Bloemfontein. – The KwaZulu-Natal economy has seen strong growth over the past 18 months and is still expanding although at a slower pace.
The Sake24 and BoE Private Clients KwaZulu-Natal Barometer rose 10.9% year on year (y/y) in December. The best performer, as usual, was the transport index, which gained 18.2%.
This index has seen double-digit rises for the past 18 months. The growth has been boosted by a 10.9% y/y increase in land transport in particular.
The volume of freight handled at the Richards Bay and Durban ports however increased by 2.5% and, according to Mike Schüssler of Economists.co.za, who compiles the barometer, this is because uncertainty in global markets is putting a damper on imports.
An index one might watch is the province’s construction index, which rose 14.9% y/y.
This is in sharp contrast with the picture in the other provinces, where construction activity collapsed in the past year.
Schüssler said the KwaZulu-Natal increase indicates that the recession in the property market may be on the wane. “But the index is still 30.8% lower than it was three years ago, and there is therefore a lot of catch-up to do.”
The broad trade index, which includes tourism, improved by 8.3% in December compared with the previous year. This is partly owing to the 25.3% increase in vehicle sales over the period.
Activity in the tourism and leisure sector however was only 3.3% up, and fuel sales remained unchanged, despite the price reduction.
“Indications are that domestic holidaymakers spent less in the province and their holidays were shorter than expected,” says Schüssler.

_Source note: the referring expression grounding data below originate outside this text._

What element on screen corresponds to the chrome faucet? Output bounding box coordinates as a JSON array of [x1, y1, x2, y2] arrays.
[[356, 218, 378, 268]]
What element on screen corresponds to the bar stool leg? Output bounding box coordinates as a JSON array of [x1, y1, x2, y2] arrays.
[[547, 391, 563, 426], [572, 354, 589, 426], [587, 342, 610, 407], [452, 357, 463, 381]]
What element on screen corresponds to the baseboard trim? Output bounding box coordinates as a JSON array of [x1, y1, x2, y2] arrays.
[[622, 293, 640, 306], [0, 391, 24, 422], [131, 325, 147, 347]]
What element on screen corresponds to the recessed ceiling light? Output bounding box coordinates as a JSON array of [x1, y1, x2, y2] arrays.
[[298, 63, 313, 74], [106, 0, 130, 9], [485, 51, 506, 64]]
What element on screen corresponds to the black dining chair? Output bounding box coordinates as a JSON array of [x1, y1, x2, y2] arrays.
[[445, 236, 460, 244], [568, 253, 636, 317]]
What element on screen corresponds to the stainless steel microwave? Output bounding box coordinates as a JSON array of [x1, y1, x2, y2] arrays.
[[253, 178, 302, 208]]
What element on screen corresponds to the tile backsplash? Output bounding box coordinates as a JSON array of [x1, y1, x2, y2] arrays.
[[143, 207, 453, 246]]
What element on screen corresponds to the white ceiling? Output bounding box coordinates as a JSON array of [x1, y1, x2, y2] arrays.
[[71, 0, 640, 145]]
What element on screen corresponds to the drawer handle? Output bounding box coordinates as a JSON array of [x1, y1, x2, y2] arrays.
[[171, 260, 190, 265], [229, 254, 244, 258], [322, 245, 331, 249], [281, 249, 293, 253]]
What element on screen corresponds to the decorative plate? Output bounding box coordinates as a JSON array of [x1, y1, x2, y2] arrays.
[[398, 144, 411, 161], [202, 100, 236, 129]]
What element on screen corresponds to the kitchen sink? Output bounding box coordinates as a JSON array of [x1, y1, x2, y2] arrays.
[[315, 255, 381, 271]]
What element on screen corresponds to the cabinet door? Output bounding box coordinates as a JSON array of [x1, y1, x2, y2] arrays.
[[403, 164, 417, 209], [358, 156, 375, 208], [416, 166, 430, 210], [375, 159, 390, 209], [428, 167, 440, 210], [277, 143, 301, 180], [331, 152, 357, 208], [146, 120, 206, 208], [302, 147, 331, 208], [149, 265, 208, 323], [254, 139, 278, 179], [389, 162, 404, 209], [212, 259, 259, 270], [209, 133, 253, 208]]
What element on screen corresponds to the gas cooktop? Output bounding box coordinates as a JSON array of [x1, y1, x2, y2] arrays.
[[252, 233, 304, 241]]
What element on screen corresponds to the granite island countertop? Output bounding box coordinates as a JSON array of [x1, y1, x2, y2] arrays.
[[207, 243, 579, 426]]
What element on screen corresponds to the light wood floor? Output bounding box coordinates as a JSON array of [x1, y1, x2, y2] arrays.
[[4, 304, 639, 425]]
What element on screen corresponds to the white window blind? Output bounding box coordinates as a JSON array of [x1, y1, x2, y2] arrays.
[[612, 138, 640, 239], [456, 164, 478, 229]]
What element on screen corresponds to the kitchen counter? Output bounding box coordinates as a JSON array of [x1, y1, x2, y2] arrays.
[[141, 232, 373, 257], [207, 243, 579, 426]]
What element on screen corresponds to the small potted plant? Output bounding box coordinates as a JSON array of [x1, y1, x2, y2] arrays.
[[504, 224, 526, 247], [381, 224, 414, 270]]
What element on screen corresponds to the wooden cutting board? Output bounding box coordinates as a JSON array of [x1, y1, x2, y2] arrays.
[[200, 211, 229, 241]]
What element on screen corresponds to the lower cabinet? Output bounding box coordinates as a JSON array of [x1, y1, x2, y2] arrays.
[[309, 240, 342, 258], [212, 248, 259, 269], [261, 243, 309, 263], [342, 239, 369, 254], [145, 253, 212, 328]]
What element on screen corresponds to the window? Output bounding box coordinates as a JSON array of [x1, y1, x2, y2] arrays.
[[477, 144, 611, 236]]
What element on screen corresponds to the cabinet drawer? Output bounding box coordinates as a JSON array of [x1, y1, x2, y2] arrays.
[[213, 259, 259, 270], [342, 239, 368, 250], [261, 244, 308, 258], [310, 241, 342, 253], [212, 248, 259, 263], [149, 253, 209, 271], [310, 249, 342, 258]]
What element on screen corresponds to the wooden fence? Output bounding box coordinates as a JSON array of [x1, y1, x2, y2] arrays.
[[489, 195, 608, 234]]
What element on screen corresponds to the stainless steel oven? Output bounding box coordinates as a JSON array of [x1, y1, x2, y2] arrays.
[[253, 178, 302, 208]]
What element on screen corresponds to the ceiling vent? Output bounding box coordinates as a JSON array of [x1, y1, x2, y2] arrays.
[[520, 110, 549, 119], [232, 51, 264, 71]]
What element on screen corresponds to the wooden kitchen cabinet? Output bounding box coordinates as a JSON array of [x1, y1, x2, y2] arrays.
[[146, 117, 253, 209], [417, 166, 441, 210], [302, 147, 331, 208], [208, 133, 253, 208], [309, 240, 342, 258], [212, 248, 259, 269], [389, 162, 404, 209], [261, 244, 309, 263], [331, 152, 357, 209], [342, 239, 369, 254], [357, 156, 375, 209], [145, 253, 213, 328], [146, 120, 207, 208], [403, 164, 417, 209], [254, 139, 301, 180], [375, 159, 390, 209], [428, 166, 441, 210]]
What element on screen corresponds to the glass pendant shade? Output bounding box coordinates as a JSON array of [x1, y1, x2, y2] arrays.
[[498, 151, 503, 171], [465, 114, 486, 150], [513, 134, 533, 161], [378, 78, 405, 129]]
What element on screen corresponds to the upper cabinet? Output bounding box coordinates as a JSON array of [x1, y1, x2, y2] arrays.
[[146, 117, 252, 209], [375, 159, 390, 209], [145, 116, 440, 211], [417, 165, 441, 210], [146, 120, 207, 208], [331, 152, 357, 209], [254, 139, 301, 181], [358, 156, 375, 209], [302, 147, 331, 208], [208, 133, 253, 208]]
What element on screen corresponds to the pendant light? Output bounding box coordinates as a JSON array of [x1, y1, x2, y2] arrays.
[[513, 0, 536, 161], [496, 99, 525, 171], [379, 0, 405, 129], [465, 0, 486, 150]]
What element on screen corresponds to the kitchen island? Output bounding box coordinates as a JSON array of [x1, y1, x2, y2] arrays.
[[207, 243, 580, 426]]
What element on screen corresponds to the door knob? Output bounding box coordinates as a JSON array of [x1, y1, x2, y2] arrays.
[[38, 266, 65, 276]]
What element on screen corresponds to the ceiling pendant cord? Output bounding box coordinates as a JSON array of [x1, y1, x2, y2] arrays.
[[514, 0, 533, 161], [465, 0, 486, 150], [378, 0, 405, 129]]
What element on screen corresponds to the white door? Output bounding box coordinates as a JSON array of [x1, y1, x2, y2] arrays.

The financial, property and business services sector was 4.2% down on the previous year and 10.5% down on three years ago.
This sector was hard-hit by the recession, but it appears as though property transfers are picking up. In December they were 10% better than in the year before and the number of approved home mortgages rose 7% over the period.
The agricultural index dipped 4.6% y/y, but the picture looks better quarter on quarter (4.9% up).The increase can be attributed to higher prices, which boost production. Production of sugar cane rose 11% y/y.
Government expenditure (11% up y/y) is still high, compared with that in other provinces, but this index also started to slip in the quarter.
“Government is holding back on spending, because it realises that it needs to create a buffer in the event that the likely slowdown in the global economy becomes a reality this year,” says Schüssler.